Language enrollment declining

Despite a nationwide drop in enrollment numbers, certain languages are now on the rise.

Haley Hansen

After years of steady increase, foreign language course enrollment numbers nationwide have been on the downswing in recent years.

Some of the University of Minnesota’s language programs fall in line with these trends outlined in a Modern Language Association report released earlier this month. The national report found enrollment numbers have dropped slightly in the last few years, though overall enrollment is stronger than in past decades as language skills remain marketable.

The report found that enrollment numbers for all languages fell 6.7 percent from fall 2009 to fall 2013.

Despite that decrease, overall enrollment numbers are still higher than they were nearly a decade ago, MLA Executive Director Rosemary Feal said.

“This shows us that more students than ever are enrolled in language classes,” she said. “Part of that is due to the expansion of higher education.”

At the University, overall enrollment has remained steady, though certain languages have seen increases in recent years, said Nanette Hanks, assistant dean for curriculum in the College of Liberal Arts, where all language programs are housed.

All CLA students are required to study the equivalent of at least two years of a foreign language. However, Hanks said many students want to go above that requirement.

Languages such as Arabic, Korean and Chinese have seen spikes in enrollment in recent years, she said, whereas popular languages like Spanish have maintained steady enrollment numbers. These changes are similar to MLA’s nationwide findings.

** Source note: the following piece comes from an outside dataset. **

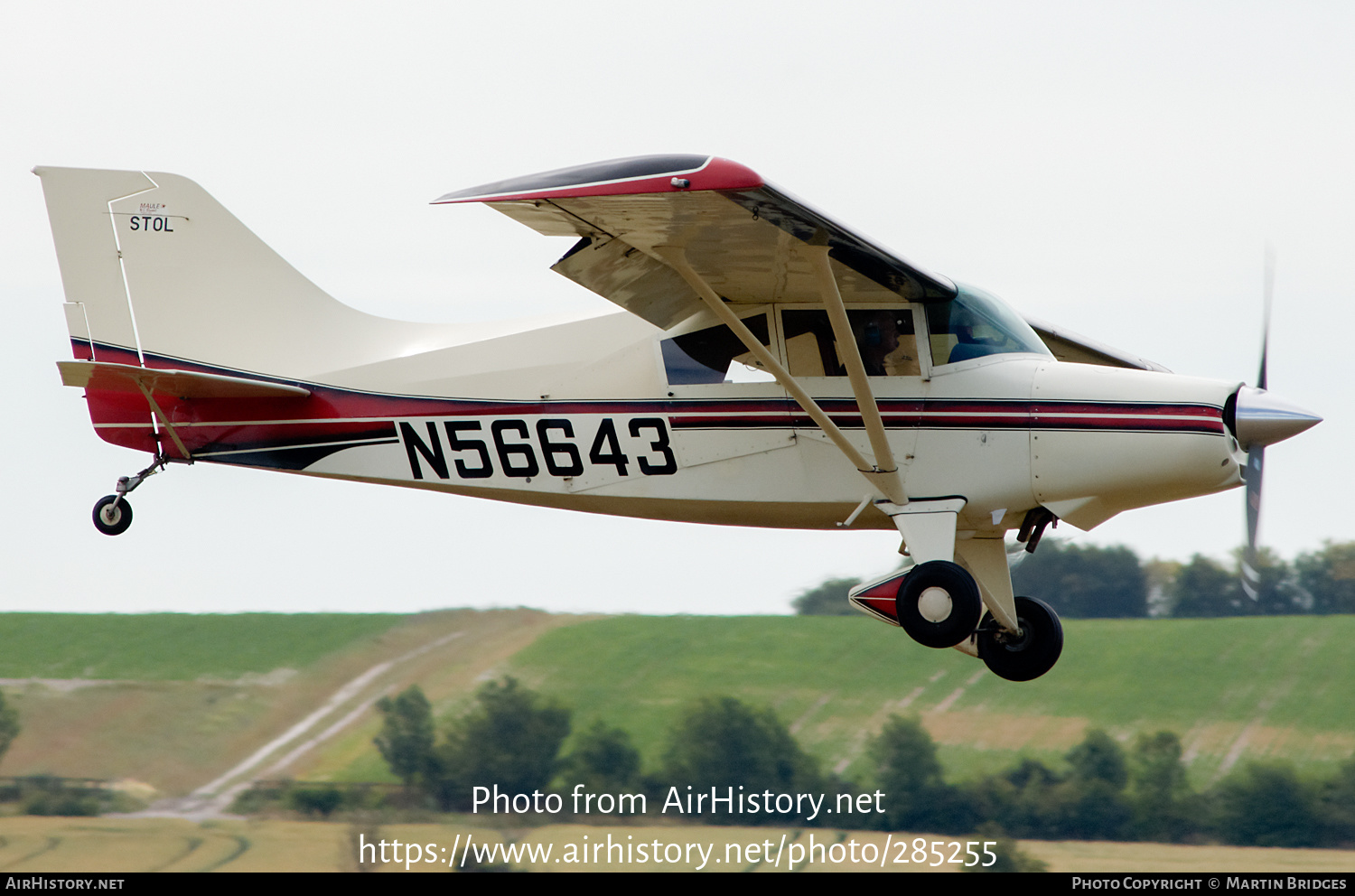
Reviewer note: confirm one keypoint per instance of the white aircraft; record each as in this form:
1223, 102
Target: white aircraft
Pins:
769, 368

CHECK OUT AN INTERACTIVE THAT EXPLAINS THE DECLINE HERE

Others like Danish and Modern Greek have been phased out of the University in the last five years because there wasn’t a high enough demand, Hanks said.

She said political changes have an impact on what languages see increases in enrollment.

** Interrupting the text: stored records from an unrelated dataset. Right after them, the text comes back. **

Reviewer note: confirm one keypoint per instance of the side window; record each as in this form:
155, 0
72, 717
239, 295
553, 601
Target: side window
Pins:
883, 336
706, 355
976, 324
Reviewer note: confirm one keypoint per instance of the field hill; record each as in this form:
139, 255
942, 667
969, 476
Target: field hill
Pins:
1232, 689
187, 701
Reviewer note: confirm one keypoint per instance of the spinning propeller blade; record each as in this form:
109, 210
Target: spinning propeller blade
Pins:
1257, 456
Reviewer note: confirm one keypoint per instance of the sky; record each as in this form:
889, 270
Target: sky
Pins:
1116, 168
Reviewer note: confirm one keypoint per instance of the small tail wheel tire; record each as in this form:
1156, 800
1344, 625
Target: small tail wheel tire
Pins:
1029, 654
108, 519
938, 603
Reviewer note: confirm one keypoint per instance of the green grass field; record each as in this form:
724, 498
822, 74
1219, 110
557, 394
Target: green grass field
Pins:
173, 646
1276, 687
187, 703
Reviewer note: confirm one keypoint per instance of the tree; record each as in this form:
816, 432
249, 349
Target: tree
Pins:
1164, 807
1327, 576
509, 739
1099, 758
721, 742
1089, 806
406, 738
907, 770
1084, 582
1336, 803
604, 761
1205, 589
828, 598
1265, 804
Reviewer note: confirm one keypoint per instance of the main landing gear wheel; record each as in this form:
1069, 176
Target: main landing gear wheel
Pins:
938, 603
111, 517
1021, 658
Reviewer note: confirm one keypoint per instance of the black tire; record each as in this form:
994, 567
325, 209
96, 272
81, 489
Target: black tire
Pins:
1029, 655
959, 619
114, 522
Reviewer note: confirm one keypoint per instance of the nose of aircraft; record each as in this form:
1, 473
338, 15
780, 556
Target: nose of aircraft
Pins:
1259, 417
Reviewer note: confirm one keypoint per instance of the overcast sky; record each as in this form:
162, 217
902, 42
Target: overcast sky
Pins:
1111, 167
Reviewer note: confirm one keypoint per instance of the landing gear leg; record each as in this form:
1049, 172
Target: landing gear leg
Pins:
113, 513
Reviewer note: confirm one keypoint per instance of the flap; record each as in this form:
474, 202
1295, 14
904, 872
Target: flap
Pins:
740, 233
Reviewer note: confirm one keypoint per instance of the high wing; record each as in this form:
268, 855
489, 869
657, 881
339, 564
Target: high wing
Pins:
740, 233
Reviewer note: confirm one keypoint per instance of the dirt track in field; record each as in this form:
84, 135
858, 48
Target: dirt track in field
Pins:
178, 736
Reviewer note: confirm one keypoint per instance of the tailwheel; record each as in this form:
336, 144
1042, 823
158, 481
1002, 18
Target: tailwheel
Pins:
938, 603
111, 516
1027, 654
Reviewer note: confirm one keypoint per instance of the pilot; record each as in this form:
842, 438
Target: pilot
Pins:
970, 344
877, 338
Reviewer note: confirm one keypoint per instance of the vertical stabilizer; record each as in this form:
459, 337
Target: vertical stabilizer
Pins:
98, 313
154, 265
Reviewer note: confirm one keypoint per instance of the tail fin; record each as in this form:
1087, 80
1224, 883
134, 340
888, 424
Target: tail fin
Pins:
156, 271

Feal said the enrollment changes are due to a number of reasons, including the geopolitical environment, and that certain languages have diminished in recent years while others have thrived.

She noted that interest in Arabic rose after the 9/11 terrorist attacks, and more people have become interested in Portuguese as Portugal has emerged as a stronger economic power.

Angela Woods, program officer for the federal government’s Critical Language Scholarship Program, said national security reasons and popular culture also impact students’ interests in certain foreign languages.

Carol Klee, Spanish and Portuguese studies professor and department chair, said her department has seen an increase in students minoring in Spanish studies rather than majoring in recent years.

She said decline in major enrollment correlates with the recession and students’ concerns with finding a job after graduation.

But overall, Spanish is still studied more than all other languages combined, Klee said.

Political factors and changing demographics, she said, are key reasons for the continued interest in the language.

“I think exposure to another language brings a new perspective on your own language and culture and expands your worldview,” Klee said.

Spanish studies major Grant Ruckheim said that while he plans on working in environmental activism after graduating, he’ll integrate his language skills into his career.

He said the new cultural perspectives gained from learning a foreign language are integral, and they allow him to empathize with people in a different way.

“It can stay with you no matter what you’re doing — even if you don’t use it in your career,” Ruckheim said.

Although they are less popular, languages such as Swahili, Somali and Hindi-Urdu are offered at the University, and Hanks said they continue to see steady enrollment.

“Part of studying the language is not just acquiring the language skills,” she said. “But it’s really acquiring the world skills, the global skills [and] the cultural skills that are important in another language.”